No way i got the same one.But i just cant figure it out. And i tried but just could not find it one the forums board do u have an idea were it could be. And what kind of turbo do u have and the set up


----------



## b15chik (Jun 4, 2005)

let me see if i can find something for you. honestly, even when you get it installed, it's still a pain in the ass to program it. i actually have the info written on a stickey note in my car. 
i had a garrett t3/t04e but i hated it, it was too laggy. i am getting my car back monday with a garrett gt28rs, new ic piping, ic, bov, manifold and downpipe. should be nice, and i'm getting it back just in time for nopi 

ok, i found a thread for you but it's not working when i put the link in here, wtf. this is for the profec b, i assume it's probably about the same?


----------



## Quip (Mar 10, 2007)

nice i like ur setup. but thnks for the help im trying to get in there by this weekend but ill see what happens hey how much boost are u running on the car i got 5 pounds but wanted to boost to 9


----------



## Quip (Mar 10, 2007)

well 5 pounds stock from the wastegate.


----------



## b15chik (Jun 4, 2005)

i'm at about 11


----------



## Quip (Mar 10, 2007)

nice do u have internals or could u boost that high


----------



## b15chik (Jun 4, 2005)

yeah mine is ok at 11. friend of mine was at 16psi on stock internals. not sure if i'll push it that high. normally i'm at 7 though


----------



## Quip (Mar 10, 2007)

and thanks for that diagram ill see if i could get it done if not ill keep trying lol


----------



## b15chik (Jun 4, 2005)

if you're still having issues, i have some friends i can check with


----------



## Quip (Mar 10, 2007)

oh but i thought on a spec v u could only run 9 pounds the most and thats if u had the correct amount of fuel


----------



## b15chik (Jun 4, 2005)

i don't have a spec, i have an SE with the sr20 in it. on the spec i'd probably keep it at 8


----------



## Quip (Mar 10, 2007)

oh snap good job i give u props my bro has a 1990 240sx with a sr20 in it. 
his runs great i bet it runs way better in a sentra lol.


----------



## b15chik (Jun 4, 2005)

yeah my sr20 is a little bit different than his. i have weaker piston rings and it's a roller rocker, but i love it anyway. i'll have some new pics up when i get the car back!


----------



## Quip (Mar 10, 2007)

cool well nice talking to u and thanks for all your help i'm going to print the diagram u gave me and with a little bit of elbow grease see if i could get controller on there. well talk 2 u later and explain what happen.keep it real.


----------



## Team7-B15 (Dec 11, 2006)

i would agree with her, if your daily driving your car, keep the boost low to save gas and if you have stock internals, beef it up if you want the turbo to squeeze out more boost.

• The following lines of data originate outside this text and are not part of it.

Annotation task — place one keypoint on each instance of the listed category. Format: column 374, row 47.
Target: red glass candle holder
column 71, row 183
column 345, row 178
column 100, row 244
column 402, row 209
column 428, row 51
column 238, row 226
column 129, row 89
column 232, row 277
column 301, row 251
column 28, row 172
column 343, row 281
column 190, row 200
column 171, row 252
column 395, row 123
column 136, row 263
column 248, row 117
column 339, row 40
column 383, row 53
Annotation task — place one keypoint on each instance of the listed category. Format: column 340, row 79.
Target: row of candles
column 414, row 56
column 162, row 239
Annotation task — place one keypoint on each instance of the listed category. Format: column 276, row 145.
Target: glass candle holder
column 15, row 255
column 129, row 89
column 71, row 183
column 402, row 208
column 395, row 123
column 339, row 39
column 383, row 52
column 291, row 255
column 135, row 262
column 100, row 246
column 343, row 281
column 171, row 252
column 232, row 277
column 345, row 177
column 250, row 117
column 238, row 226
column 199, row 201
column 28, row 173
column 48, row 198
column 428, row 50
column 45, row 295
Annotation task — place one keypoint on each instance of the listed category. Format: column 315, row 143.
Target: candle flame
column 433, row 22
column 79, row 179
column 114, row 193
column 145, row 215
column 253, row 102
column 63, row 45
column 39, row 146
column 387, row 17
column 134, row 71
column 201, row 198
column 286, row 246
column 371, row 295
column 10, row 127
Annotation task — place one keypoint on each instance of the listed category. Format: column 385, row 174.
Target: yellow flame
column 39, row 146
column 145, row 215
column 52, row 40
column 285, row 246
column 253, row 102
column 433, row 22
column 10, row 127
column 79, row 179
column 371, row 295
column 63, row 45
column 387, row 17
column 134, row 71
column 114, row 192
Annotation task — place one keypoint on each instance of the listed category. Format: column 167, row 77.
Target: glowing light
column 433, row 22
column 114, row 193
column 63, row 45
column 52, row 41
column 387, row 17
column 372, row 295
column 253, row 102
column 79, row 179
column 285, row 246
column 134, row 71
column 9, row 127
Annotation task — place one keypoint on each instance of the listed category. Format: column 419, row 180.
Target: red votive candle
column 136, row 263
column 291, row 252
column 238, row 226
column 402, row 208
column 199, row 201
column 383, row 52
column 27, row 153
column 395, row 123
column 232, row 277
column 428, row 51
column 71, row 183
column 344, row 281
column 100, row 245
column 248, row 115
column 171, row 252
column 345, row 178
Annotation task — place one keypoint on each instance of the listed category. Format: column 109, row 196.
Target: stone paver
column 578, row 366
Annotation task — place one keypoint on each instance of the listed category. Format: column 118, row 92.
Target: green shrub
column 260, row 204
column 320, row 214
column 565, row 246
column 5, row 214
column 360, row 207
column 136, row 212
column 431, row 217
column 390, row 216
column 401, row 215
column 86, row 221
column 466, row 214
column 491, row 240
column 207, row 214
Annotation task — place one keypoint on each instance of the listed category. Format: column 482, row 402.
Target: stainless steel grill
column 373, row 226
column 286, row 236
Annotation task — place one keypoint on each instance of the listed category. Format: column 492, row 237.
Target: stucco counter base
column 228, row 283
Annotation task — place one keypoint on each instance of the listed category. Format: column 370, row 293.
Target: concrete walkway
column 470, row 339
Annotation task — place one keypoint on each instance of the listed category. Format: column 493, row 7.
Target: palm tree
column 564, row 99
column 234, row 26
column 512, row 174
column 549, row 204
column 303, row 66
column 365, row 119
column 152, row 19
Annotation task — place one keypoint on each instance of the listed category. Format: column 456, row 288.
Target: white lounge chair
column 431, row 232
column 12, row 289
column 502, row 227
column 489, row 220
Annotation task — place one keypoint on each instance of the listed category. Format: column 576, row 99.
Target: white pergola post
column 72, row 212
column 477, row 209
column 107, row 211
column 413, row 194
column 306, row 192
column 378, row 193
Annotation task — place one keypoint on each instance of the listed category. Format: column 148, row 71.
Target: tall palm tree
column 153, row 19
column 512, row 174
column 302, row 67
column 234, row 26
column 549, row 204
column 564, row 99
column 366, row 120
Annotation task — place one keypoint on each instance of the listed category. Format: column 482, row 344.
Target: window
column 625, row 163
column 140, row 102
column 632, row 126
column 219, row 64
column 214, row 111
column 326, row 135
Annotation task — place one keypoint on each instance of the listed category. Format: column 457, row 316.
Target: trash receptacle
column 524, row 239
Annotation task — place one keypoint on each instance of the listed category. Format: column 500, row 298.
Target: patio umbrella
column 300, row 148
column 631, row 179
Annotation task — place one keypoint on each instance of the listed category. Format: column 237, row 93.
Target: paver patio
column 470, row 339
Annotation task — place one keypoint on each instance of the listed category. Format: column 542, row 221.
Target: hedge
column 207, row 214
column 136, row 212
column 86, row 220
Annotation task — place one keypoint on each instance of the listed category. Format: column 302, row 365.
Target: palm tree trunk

I learned the hardway and lost out on my old MazdaSpeed Protege, i had over 12k invested and got on it a couple of times at 22psi with a Mental Addiction bottom end and a whole fuel system upgrade. The motor popped due to the internal wastegate stayed closed during acceleration so free boost, my boost gauge read past 20psi and it was a rough day.


----------



## enimem50187 (Sep 14, 2005)

My 1.8 runs at about -4 psi, it's awesome


----------